Sorry – I should have given more details. I concluded it must be wrong because Netherlands use XM-DAC-7 rather than XM-DAC-7-1. I’m not sure if that’s a mistake on my part, or theirs.

One other factor - DFID would be XM-DAC-12-1 from this list, but we know DFID are GB-GOV-1 (from their own reporting-org and org file )

Yeah – If they’re using something that looks like a valid org ID (e.g. GB-GOV-1) then the algorithm returns that. I.e. it won’t keep trying to find a better solution. See line 91 here – valid_org_id is True, and there’s no suggested_org_id.

(in other words, forget the original, yet outdated, IATI list)?

Yeah exactly – the algorithm proposed above doesn’t touch the OrganisationIdentifier list at all. It uses the DAC codelists directly (although it uses the donor list rather than the agency list… Perhaps that’s wrong.) It should probably also use the XML that the DAC now provide, but at the moment it uses this datahub dataset.

stevieflow commented 6 years ago

Sorry – I should have given more details. I concluded it must be wrong because Netherlands use XM-DAC-7 rather than XM-DAC-7-1. I’m not sure if that’s a mistake on my part, or theirs.

I can ask - I think it should be XM-DAC-7-1

andylolz commented 6 years ago

I can ask - I think it should be XM-DAC-7-1

Thanks!

There’s also Switzerland SDC (XM-DAC-CH-4) and Gates (XM-DAC-DAC-1601). There are probably more examples to boot!

andylolz commented 6 years ago

@BobHarper1 (but cc @stevieflow @timgdavies) it would be great if you could have a scan through https://gist.github.com/andylolz/d16c35f190e2f3e8f4112cfa6728a8f3 and check:

  1. the stuff that’s in the suggested_org_id column looks correct, and
  2. whether there’s anything missing from the suggested_org_id column

Once that’s approved, I can figure out how to report this on the front end, and then close up this issue. Thanks!

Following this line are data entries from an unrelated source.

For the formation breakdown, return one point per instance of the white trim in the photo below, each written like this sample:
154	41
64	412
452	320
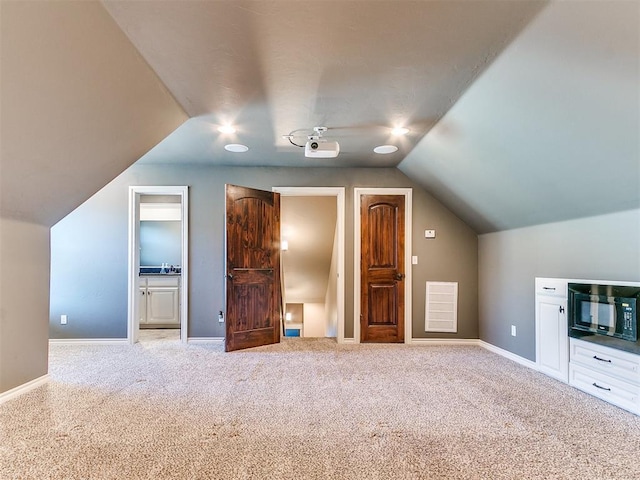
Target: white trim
24	388
339	193
204	340
89	341
134	256
445	341
408	218
507	354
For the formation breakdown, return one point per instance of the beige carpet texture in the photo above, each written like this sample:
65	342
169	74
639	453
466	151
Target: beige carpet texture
308	409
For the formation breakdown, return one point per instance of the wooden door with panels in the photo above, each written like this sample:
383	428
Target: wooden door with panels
253	290
382	268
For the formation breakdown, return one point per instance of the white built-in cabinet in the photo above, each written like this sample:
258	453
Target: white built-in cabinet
160	301
552	339
607	373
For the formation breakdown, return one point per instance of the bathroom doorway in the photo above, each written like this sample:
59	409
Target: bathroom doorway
158	260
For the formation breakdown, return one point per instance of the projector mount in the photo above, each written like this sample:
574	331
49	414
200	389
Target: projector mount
316	146
317	135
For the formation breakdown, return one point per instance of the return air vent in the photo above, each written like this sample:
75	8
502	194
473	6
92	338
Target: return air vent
441	312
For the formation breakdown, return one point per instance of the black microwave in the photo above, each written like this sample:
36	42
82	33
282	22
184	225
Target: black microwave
610	310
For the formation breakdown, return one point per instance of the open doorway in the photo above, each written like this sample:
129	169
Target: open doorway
312	234
158	260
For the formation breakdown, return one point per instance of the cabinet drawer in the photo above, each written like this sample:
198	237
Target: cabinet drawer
556	287
163	281
609	361
607	388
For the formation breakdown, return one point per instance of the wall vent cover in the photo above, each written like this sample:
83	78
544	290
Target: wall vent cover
441	311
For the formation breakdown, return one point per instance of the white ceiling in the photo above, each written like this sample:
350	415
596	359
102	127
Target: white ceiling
521	112
272	67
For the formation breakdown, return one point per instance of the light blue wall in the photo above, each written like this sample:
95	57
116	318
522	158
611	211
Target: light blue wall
89	247
605	247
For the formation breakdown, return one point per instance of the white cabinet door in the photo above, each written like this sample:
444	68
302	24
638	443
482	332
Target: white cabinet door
142	306
162	305
552	342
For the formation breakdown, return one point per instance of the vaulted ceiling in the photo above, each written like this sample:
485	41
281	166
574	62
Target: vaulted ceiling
520	112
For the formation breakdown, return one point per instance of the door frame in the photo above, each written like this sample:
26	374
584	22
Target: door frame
339	193
357	240
133	297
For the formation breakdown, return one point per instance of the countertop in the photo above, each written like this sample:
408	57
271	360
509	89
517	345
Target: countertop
155	271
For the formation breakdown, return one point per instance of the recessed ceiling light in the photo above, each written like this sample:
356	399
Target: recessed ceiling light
226	129
400	131
384	149
236	148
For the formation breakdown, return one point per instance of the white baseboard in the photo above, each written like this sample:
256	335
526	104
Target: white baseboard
24	388
201	340
507	354
89	341
443	341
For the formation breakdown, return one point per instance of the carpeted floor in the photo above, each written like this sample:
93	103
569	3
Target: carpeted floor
307	409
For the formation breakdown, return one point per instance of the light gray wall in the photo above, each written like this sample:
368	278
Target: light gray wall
160	242
605	247
24	302
94	295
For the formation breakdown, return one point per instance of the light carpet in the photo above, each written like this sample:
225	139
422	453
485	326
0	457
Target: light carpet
307	409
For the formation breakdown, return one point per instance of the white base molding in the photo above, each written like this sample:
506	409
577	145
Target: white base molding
443	341
202	340
89	341
508	354
24	388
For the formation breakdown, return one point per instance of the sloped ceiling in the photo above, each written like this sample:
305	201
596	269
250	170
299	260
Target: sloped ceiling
550	131
79	105
274	67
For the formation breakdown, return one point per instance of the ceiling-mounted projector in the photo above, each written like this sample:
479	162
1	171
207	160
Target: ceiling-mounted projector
318	147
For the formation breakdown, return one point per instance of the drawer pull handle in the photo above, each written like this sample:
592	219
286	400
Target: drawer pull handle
601	388
601	359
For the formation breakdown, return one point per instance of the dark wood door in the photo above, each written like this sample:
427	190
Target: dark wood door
253	268
382	268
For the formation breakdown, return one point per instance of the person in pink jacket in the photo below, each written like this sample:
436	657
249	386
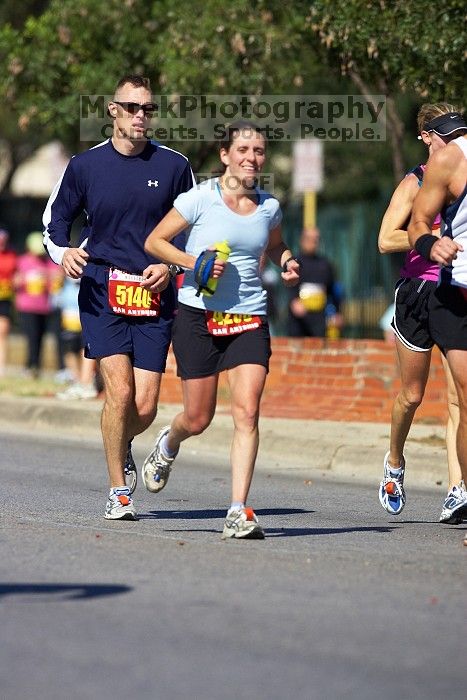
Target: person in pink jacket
32	282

stevieflow commented 6 years ago

Thanks @andylolz I can see

These seem all good for suggestions. Pinging @markbrough (re: https://discuss.iatistandard.org/t/why-does-2-02-include-a-code-list-that-was-not-supported-since-1-04/1101/9)

One example that might not be so useful, but fits the logic is : IADB --> XI-IATI-IADB

andylolz commented 6 years ago

Super useful – thanks @stevieflow!

These seem all good for suggestions.

Yeah, totally agree with the emphasis here. So I’m thinking I will still present the self-declared identifier in the same way, but just add something like a tooltip or an extra note somehow that says:

Psst… while this is the self-declared identifier… it doesn’t actually conform to the new methodology. Here’s the one that does. Maybe you could give them a nudge and let them know? Kk thx.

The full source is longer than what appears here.